In 2007, she began attending Central Connecticut State University, joining their women's soccer team. In 2007, she was named to the All-Northeast Conference First Team and the All-New England First Team. In 2008, she was against named to the All-Northeast Conference First Team. In October 2009, she earned Northeast Conference Player of the Week honours. At the end of the 2009 season, where she finished as the leading scorer in the Northeast Conference, she was named the Northeast Conference Offensive Player of the Year, All-Northeast Conference First Team, and All-Northeast Region First Team.

==Club career==
Blayney began her senior career with NSW Sapphires FC in the Australian Women's National Soccer League.

After moving to the United States to play at the college level, she briefly returned to Australia to play with Sydney FC in the Australian W-League

In 2008 and 2009, she played with SoccerPlus Connecticut in the Women's Premier Soccer League. In 2010, she played with the Boston Aztec, finished as the joint-leading goalscorer in the WPSL with 10 goals. She helped the Aztec win the 2010 title, earning Final Four- MVP honours and WPSL East Player of the Year.

In December 2010, she again returned to Australia to join Canberra United FC, having agreed to the contract in October. During the Australian off-season, she joined the Boston Breakers, suffering an injury causing her to miss the start of the next season with Canberra.

In December 2011, she agreed to a contract with Swedish club Eskilstuna United DFF in the second tier Division 1 Söderettan, joining the club in April 2012. After playing in the first five matches of the season, scoring one goal, she suffered an injury and agreed to a mutual termination of her contract in July, in order to return to Australia.

==International career==

She played for Australia at the 2004 FIFA Under 19 Women's World Championship and 2006 FIFA Under 20 Women's World Championship.

==Coaching career==
After retiring due to injury, Blayney took up coaching. She coached the New South Wales U15 at the 2014 Australian National Championships. She later became an assistant with the Western Sydney Wanderers in the W-League, while also coaching youth teams with the Macarthur Rams FC.

Beginning in 2016, she became an assistant coach with the Australia women's national under-20 soccer team, while spending some time as second assistant with the senior team, coaching Australia U23 at the 2018 AFF Women's Championship, and holding lead scout roles for Australia for both the 2016 Olympics and the 2019 FIFA Women’s World Cup. In July 2019, she was named the head coach of the Australia U20.

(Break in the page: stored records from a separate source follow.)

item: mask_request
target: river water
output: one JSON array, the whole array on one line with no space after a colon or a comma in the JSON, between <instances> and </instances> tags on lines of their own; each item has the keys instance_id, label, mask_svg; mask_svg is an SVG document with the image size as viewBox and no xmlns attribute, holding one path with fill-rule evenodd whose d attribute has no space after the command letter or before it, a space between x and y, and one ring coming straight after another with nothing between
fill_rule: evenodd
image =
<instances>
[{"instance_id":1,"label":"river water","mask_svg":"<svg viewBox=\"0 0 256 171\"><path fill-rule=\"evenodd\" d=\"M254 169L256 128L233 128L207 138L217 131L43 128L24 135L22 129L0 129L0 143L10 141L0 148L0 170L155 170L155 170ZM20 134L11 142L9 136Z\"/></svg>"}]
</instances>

In January 2025, she became an assistant coach with the Japan national team. After winning the 2026 AFC Women's Asian Cup, she departed her role in April 2026.

In July 2026, Blayney was named the head coach of Canadian Northern Super League club Calgary Wild FC. She coached the Wild to their first win of the 2026 season on 8 August, a 3-2 victory over Vancouver Rise FC.